330 S.W.2d 491 | Tex. App. | 1959
Lambert B. HOLUB, Appellant,
v.
NORTEX OIL AND GAS CORPORATION, Appellee.
Court of Civil Appeals of Texas, Eastland.
R. J. Balch, Seymour, for appellant.
Lyne, Blanchette, Smith & Shelton, Dallas, for appellee.
COLLINGS, Justice.
This suit was brought by Lambert B. Holub, the owner of certain real property, against Nortex Oil and Gas Corporation, the owner and operator of an oil and gas lease on said land. Plaintiff sought to recover for alleged damage to the oil producing *492 sands underlying his land because of a water flood operation by the defendant. He alleged that defendant had injected salt water into the oil producing sands underlying his land and thereby displaced and made it impossible for plaintiff to capture and produce from his oil wells great quantities of oil. Plaintiff also alleged that defendant had permitted salt water to escape on the surface of his land and sought to recover for alleged damages thereto.
The trial court after hearing granted defendant's motion for a summary judgment and decreed that plaintiff take nothing on his claim for damages to the oil producing sands underlying his land. The court denied defendant's motion for summary judgment on plaintiff's claim for damages to the surface but entered no judgment finally disposing of that phase of the case. No order of severance was entered.
Lambert B. Holub seeks to appeal from the summary judgment against him on his claim for damages to the oil producing sands under his land.
Nortex Oil and Gas Corporation has presented a motion to dismiss the appeal because all the issues in controversy were not disposed of in the judgment. Appellee asserts that the order of the trial court is interlocutory in nature and that this court is without jurisdiction of the attempted appeal. In our opinion, the contention is well taken.

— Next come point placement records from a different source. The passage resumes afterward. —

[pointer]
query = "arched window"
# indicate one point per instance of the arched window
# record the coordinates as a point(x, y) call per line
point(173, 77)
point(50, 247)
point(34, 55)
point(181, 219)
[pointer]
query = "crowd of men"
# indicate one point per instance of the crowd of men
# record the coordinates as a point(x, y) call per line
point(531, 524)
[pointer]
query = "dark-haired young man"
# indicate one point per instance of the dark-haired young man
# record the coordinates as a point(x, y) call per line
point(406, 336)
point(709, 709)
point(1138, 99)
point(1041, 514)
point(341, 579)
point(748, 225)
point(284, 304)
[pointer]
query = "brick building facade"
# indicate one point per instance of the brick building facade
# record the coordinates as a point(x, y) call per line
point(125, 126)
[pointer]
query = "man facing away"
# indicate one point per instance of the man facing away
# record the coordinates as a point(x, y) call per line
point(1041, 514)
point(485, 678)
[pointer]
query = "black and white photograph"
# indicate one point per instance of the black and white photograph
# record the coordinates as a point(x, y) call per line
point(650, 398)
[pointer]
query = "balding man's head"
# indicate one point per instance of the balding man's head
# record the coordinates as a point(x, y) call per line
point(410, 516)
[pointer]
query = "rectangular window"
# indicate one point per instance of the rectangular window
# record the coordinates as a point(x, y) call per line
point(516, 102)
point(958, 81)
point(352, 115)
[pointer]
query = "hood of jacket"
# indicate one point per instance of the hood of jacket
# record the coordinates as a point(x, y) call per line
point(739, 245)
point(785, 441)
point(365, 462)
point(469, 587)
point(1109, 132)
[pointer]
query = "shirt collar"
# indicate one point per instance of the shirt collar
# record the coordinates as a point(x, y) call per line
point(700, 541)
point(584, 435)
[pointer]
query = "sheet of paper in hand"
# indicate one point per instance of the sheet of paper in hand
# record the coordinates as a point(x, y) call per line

Article 2249, Vernon's Ann. Texas Civ.St., provides for an appeal from a final judgment. It is held that a final judgment for the purpose of appeal is a judgment that expressly or by necessary implication completely disposes of the case as to all parties and all issues involved, so far as the court has the power to do. 3 Texas Jur. 2nd 340. Thus it is held that a judgment which does not expressly or by implication dispose of all the issues in the case is not final and appealable. Davis v. McCray Refrigerator Sales Corporation, 136 Tex. 296, 150 S.W.2d 377.
Appellant's suit involved a claim for (1) alleged damage to the oil producing formations under his land and (2) for surface damages. The judgment disposed of appellant's claim for damage to subsurface formations but did not expressly, or by implication dispose of his claim for surface damages. There was no express severance. A similar situation was presented in Pan American Petroleum Corporation v. Texas Pacific Coal & Oil Company, Tex. Civ.App., 320 S.W.2d 915, where the appeal was dismissed although it was urged that there was a severance by implication. On application for writ of error our Supreme Court in a per curiam opinion in Tex., 324 S.W.2d 200, 201, refused a writ with the notation "no reversible error", and in such opinion used the following language which in our opinion is controlling in this case:
"* * * a summary judgment which does not dispose of all parties and issues in the pending suit is interlocutory and not appealable unless a severance of that phase of the case is ordered by the trial court. * * * In the absence of an order of severance, a party against whom such an interlocutory summary judgment has been rendered will have his right of appeal when and not before the same is merged in a final judgment disposing of the whole case."
The appeal is dismissed for want of jurisdiction.